The secret language of game boards

From temple floors to city squares, recurring geometric patterns on boards reveal a shared human way of mapping movement, play and space across cultures
The secret language of game boards
Updated on
2 min read

Why do traditional game boards around the world repeatedly use the same geometric patterns? Imagine finding a board scratched onto a temple floor in India and finding it repeated across the world in Spain or Africa or South America.

The materials are different. The people are different. Yet again and again the same shapes appear. A cross, a circle, a square divided into smaller squares or a star. Why?

Perhaps it is because most traditional board games begin not with game pieces but with a pattern. The board determines movement, possibilities, restrictions and interactions. Without a board, there is no game. We do not always know why a board was designed in a particular way. We do not know what inspired it. Yet it is difficult to ignore the fact that the same geometric patterns appear throughout human life and across cultures.

Perhaps our ancestors who designed the games simply borrowed shapes already familiar to everyday life. But why did these shapes feel familiar? The ancient Greek philosopher Plato described five perfect geometric forms that later became known as the platonic solids. Built from simple and repeating shapes, these solids fascinated philosophers, mathematicians, and artists because they seemed to reveal an underlying order in nature.

We see squares in fields and city plans. Triangles bring stability to structures. Circles appear in wheels, gathering spaces and celestial bodies. Grids help us organise everything from maps to spreadsheets. Perhaps it was this universality of certain shapes that inspired our ancestors who designed these games. It seems that people were naturally drawn to certain patterns when creating systems of movement and play.

This could be why game boards from different cultures can feel strangely familiar. Take the game of Chaupad or Daayakattam on a symmetric cross. Compare it with a game called Patolli, played centuries ago in Mesoamerica by the people of present-day Mexico. There were no historical links between the makers of Patolli and the creators of Indian games like Chaupad. Oceans separated them. Languages separated them. Entire civilisations separated them.

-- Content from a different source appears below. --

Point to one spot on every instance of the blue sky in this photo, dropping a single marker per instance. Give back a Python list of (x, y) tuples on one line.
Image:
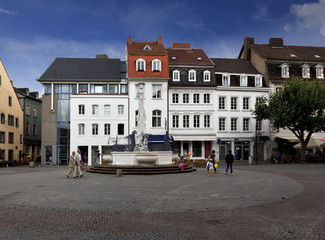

Yet, the boards look strangely similar and at their heart was a cross. The games did not have the same rules or the same cultural context. Yet, the resemblance was impossible to ignore. This is one of numerous other games where similarities can be traced across the world.

A traditional game board may look like nothing more than a few lines scratched on stone or earth. Yet, those lines are remarkably persistent. Across centuries and cultures, people have repeatedly chosen the same handful of geometric forms to organise play. They continue to appear because they are more than designs. They are among humanity’s simplest ways of understanding space itself.

And in their simplicity they survived. Not because they were written down but because they were easy to remember. In a world where the oral tradition thrived, these shapes stayed with us bringing us a wide variety of traditional games and a quiet link to our cultural past all human civilisation.